The development of Austria’s avant-gardes after the end of World War II was influenced to a significant extent by the different cultural policies of the Allies. The whole field has been at the centre of specialized studies for several years now. What this research, despite its intensity, has lacked to date is coordination between individual projects and publications and an overarching framework.
For the group viennAvant, which has set out to fill this gap, it became obvious before long that its original research remit “Wiener Avantgarden nach 1945” [Viennese avant-gardes after 1945], which was to focus also on the cultural policies of the four occupying powers, would have to be widened to include the movements of post-war avant-gardes in Austria’s provinces and that a contextualisation of these movements would have to be provided.
First results include a lively exchange with the Forschungsinstitut Brenner-Archiv at the University of Innsbruck, where three of Prof.

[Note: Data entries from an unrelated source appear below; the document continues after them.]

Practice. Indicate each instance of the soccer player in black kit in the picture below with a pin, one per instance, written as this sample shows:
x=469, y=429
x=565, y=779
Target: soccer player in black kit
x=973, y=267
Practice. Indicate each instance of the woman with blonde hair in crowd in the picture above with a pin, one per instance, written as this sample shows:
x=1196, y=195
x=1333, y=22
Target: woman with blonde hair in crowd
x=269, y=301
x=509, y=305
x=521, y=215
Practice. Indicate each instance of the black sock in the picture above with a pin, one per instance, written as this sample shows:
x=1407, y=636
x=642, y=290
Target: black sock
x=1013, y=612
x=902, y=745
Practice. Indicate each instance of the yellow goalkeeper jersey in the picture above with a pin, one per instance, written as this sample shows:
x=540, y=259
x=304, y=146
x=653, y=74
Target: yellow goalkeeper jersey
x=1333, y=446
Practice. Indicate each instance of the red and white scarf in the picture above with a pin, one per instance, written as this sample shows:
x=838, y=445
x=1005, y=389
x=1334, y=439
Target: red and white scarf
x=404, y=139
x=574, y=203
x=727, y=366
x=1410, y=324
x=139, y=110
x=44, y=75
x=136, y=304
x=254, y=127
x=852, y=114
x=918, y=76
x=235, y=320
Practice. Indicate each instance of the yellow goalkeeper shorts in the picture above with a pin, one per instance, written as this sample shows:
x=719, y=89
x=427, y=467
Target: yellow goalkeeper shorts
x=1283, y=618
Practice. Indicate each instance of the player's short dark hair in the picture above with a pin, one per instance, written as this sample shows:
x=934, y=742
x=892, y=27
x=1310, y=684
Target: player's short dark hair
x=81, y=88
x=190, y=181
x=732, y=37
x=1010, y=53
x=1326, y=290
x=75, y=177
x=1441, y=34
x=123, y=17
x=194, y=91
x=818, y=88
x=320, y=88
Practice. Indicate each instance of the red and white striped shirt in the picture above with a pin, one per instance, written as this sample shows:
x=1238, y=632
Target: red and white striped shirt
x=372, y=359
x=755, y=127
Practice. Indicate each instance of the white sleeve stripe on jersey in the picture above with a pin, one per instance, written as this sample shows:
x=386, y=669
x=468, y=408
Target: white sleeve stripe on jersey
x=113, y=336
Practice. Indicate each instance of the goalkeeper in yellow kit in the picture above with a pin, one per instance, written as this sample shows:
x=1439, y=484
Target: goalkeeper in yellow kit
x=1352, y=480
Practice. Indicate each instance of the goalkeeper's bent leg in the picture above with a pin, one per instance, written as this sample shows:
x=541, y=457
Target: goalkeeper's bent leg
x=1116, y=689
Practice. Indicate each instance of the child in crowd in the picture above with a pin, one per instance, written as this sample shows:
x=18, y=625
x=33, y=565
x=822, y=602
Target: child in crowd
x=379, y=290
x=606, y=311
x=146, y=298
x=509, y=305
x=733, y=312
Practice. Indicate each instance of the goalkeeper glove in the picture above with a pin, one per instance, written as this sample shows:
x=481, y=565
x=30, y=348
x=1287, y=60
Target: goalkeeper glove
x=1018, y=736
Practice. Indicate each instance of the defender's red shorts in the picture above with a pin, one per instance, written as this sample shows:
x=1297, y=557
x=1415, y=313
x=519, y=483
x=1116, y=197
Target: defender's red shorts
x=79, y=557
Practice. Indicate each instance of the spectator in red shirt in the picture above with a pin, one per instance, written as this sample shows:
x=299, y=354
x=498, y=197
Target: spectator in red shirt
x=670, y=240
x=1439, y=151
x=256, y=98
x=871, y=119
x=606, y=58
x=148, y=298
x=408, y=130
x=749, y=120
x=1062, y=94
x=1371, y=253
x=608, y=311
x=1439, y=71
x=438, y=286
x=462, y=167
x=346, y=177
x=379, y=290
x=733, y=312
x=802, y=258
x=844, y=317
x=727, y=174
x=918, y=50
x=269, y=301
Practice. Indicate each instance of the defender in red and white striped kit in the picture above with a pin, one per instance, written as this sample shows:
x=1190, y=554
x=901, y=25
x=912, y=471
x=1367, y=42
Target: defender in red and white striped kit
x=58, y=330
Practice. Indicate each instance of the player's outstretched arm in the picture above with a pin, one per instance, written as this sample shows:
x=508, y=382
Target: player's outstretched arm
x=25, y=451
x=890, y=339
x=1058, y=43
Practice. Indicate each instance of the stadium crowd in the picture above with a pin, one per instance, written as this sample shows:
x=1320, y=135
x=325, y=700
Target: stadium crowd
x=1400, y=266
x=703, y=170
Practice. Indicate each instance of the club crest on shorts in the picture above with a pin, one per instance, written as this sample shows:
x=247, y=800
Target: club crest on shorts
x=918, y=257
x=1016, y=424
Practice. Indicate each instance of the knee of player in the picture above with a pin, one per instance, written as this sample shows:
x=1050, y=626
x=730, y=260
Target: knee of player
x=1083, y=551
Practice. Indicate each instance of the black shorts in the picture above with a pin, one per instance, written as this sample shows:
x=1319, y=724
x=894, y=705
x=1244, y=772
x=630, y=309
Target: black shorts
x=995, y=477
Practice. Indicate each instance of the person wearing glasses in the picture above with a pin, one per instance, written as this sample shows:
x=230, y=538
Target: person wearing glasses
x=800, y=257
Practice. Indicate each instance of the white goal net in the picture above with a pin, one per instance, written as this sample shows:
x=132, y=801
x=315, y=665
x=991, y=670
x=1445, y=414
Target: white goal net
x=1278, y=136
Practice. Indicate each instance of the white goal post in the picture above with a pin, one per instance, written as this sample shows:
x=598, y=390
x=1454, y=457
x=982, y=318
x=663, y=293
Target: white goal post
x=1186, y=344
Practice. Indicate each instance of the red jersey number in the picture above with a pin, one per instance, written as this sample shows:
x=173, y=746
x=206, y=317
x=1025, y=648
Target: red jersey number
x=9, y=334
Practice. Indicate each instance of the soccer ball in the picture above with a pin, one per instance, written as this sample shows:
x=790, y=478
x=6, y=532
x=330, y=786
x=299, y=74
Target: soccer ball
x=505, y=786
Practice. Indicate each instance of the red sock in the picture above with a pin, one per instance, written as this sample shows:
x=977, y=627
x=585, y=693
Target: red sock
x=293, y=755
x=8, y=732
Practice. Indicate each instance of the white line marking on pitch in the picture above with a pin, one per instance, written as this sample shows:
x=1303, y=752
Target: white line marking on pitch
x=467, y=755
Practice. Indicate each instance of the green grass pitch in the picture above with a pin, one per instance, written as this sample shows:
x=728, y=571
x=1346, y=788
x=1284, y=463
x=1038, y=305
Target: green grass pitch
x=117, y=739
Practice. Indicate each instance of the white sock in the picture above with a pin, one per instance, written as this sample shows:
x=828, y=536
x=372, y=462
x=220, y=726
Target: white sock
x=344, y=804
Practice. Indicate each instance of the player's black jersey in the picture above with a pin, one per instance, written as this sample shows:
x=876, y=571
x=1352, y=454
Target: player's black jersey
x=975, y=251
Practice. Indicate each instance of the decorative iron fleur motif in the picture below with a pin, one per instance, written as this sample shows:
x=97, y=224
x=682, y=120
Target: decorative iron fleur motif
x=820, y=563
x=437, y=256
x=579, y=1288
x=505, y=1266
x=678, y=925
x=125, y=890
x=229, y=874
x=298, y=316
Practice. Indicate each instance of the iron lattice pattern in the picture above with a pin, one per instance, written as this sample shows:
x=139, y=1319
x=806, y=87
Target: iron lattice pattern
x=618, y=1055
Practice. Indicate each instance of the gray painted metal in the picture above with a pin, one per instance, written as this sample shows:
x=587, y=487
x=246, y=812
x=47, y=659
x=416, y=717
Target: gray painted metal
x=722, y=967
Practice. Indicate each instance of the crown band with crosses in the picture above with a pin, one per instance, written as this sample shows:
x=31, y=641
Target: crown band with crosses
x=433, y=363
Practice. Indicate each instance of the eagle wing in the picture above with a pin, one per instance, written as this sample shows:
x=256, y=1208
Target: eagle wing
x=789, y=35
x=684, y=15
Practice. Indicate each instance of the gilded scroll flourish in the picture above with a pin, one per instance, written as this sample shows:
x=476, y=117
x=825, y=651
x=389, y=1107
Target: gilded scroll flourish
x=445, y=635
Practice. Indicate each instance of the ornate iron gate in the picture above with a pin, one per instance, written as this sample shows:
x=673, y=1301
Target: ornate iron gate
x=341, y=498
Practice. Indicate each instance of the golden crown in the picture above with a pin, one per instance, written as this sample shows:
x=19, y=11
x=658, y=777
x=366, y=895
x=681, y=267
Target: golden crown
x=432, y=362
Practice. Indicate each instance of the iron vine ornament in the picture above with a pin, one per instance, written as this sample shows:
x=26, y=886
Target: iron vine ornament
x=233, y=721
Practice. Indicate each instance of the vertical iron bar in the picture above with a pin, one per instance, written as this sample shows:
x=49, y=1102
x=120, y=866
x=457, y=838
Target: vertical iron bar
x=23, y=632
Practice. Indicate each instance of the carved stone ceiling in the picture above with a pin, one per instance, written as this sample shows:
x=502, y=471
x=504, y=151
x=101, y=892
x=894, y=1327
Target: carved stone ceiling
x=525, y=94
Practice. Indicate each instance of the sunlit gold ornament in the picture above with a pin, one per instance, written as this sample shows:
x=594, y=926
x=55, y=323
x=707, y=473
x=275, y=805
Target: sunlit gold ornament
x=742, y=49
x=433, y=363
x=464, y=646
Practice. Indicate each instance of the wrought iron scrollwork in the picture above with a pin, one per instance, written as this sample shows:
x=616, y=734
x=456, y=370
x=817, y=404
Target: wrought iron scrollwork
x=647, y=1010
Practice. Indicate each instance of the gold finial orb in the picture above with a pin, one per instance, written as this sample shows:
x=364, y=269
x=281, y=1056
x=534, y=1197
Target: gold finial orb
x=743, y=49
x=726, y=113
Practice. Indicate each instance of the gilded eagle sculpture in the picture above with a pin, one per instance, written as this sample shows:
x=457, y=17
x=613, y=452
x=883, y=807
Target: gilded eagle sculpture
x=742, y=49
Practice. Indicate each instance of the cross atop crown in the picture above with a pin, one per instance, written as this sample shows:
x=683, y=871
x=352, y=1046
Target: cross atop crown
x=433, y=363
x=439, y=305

Johann Holzner’s collaborators, Christine Riccabona, Verena Zankl and Ingrid Fürhapter, have done research work on the French Cultural Institute in Innsbruck and its activities and on the Innsbrucker Jugendkulturwochen [Innsbruck Weeks of Youth Culture]. Their findings have been laid down in several publications.
Contacts have also been established with university departments in Salzburg and Graz. A major research project on the pattern of the 2008 NIKE expression of interest, which was to have been submitted jointly with Prof. Wendelin Schmidt-Dengler and remained unrealised, is still a desideratum.